94-ライオネア様と私

「あ、ライ、ゴールド公爵令嬢」


「貴方様からならばライオネアでも何でもご随意に。ああ、ご婚約者の許可は得ております。第三王子殿下、この度は銀階級取得、誠におめでとうございます」


 ご婚約者、と言われるお顔が凛々しくて、ファンの一人としては歓喜に耐えません、耐えられません? かな? です、ライオネア様。


 黒白の認識阻害魔法のおかげで必要以上には声を掛けられたりしなくなったらしいので、私はゆっくりと時間をかけて学院内を回っていた。

 一応『キミミチ』のここ! みたいな場面確認も幾つか出来て感動した事は内緒。贅沢の極みの聖地巡礼だよね。


 堪能ののち、高級食堂で早めの昼食を取っていたら、獅子騎士様ことライオネア様に会えた。

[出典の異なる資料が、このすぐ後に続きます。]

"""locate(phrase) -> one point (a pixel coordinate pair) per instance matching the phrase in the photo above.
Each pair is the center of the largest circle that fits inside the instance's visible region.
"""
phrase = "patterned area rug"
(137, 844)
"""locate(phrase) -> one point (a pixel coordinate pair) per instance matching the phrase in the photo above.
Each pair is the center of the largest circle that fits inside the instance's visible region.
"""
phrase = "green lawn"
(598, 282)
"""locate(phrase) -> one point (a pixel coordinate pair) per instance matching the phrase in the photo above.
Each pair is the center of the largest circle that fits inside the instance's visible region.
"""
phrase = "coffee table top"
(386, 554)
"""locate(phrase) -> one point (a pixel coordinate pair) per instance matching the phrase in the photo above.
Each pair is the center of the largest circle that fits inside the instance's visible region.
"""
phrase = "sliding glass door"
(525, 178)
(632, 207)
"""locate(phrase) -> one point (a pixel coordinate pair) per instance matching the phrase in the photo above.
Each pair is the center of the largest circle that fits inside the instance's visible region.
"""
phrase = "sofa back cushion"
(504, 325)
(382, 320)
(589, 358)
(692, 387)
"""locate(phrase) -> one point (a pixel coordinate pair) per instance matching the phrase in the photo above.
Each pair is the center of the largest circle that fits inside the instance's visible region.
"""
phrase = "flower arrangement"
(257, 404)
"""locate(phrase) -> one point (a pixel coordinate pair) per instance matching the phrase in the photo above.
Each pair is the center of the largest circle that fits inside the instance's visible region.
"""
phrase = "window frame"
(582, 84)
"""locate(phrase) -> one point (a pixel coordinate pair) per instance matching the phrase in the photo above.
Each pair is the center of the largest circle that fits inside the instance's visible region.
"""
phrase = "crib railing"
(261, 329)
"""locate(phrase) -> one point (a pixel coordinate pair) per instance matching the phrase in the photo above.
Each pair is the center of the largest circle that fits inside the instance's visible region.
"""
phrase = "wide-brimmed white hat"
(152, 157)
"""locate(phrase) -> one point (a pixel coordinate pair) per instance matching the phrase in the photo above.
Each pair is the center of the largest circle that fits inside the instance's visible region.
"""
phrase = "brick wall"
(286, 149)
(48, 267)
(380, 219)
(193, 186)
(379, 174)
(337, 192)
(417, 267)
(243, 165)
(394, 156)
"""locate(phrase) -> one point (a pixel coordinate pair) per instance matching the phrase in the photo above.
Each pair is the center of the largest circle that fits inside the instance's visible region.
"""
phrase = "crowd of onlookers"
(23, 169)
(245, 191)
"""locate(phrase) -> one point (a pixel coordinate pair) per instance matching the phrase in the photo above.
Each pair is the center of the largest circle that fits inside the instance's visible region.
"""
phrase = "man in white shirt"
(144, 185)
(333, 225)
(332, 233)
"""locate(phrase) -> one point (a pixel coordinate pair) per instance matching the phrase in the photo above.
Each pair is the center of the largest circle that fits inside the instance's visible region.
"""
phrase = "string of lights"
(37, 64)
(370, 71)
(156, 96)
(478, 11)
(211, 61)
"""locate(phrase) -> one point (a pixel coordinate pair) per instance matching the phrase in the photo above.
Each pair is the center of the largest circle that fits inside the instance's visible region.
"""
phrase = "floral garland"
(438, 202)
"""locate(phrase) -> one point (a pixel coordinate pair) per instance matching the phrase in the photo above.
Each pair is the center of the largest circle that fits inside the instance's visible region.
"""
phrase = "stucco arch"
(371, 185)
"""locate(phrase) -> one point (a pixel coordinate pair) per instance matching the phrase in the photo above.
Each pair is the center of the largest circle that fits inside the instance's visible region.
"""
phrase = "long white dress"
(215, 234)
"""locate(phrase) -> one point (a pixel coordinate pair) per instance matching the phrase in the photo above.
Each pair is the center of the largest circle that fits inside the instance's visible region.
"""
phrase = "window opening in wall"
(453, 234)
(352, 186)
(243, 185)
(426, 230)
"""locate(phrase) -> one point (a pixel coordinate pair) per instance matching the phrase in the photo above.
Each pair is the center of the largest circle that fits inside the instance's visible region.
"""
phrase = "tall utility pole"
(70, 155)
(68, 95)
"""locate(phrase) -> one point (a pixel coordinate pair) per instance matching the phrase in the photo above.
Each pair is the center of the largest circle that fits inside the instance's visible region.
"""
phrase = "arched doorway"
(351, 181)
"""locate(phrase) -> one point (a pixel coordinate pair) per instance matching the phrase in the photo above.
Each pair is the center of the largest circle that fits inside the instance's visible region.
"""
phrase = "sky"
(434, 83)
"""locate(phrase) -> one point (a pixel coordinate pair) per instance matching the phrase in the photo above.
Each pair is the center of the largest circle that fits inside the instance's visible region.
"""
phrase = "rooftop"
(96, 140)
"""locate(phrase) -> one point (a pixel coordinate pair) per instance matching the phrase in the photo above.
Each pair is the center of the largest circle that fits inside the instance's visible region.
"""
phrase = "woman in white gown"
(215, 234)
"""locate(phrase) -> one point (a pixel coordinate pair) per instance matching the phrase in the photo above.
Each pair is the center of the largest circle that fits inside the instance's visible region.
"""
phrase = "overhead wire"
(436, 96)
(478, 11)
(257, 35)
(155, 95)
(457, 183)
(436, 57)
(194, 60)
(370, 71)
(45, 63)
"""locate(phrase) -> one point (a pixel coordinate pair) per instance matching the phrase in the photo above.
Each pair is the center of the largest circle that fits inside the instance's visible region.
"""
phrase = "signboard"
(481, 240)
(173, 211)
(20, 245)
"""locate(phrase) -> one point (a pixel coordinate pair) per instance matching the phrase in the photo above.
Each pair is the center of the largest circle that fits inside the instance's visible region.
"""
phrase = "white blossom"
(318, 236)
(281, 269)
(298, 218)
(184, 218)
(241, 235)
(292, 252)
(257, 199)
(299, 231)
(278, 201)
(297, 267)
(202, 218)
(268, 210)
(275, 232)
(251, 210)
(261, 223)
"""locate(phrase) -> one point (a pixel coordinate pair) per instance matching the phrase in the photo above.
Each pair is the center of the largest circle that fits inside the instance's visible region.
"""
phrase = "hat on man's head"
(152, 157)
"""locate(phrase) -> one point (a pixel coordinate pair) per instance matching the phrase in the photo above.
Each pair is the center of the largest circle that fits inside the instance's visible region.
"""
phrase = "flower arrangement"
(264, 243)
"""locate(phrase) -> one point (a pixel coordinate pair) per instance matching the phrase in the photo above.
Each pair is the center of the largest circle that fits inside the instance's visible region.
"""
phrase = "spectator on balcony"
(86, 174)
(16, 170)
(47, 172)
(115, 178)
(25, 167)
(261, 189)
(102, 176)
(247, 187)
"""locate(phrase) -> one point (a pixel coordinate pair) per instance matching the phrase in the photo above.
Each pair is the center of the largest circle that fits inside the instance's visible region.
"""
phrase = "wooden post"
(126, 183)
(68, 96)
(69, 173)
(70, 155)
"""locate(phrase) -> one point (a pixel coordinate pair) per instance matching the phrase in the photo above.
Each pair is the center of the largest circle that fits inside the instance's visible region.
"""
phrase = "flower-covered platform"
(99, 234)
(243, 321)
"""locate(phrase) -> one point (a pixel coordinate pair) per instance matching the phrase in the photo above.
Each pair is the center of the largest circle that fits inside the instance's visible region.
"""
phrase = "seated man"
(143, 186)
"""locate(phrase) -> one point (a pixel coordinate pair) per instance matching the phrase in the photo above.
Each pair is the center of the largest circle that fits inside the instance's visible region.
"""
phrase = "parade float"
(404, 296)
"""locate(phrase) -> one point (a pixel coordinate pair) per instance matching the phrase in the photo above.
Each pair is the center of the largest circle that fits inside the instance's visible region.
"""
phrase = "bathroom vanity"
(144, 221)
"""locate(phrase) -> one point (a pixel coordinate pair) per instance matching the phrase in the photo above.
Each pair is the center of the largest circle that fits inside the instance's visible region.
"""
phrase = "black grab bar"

 若枝の様なその手には分厚い本。題名は『剣術総論』。


 実は、今日の私は寿右衛門さんの勧めで学院に顔を出してみたらたまたま(じゃあないよね。多分寿右衛門さんの手腕? 羽腕?)、セレンさんとスズオミ君も登校していたのだった。


 そして、転生してからは初めての登校で普通クラスとは思えない活気のある授業を受ける事ができたのでした。


 ただ、それでも正直、寿右衛門先生の授業の方が密度が濃かったのは否めない。


 他の攻略対象者君達は順調に学習を進めているらしく、今はほぼ自宅学習か、学院に来ても自習室か図書館棟通いらしい。

 彼らは婚約者様達との仲も順調の様で、色々な意味で安心な状態。


 まあ、それぞれで色々違いはあるみたいだけれど、とにかくイケメン令嬢様達が攻略対象者達の編入試験対策に付き合って下さる位には上手くいっているということだ。


 婚約関係が壊滅的だったら、さすがに有り得ないだろうから。


 あ、授業の1時間目は歴史でした。

 私とセレンさんに挨拶をしてくれた後で、スズオミ君は図書館棟に向かった。お疲れ様。


 2時間目は魔法概論。スズオミ君は戻らない。自習に切り替えたのかな。

 魔法概論担当の先生には申し訳ないけれど、ハイパーの方が教科書より遥かに親切丁寧。

 寿右衛門先生については言わずもがな。


 そうそう、寿右衛門先生曰く、

『ご安心の為に一度ご見学のおつもりで』と言われた講義は2時間目も同様。


 あれだけの内容を理解できたのだから、私には確かに選抜クラス編入試験合格の為の学力はついていたのだなあ、と確信させられるものだった。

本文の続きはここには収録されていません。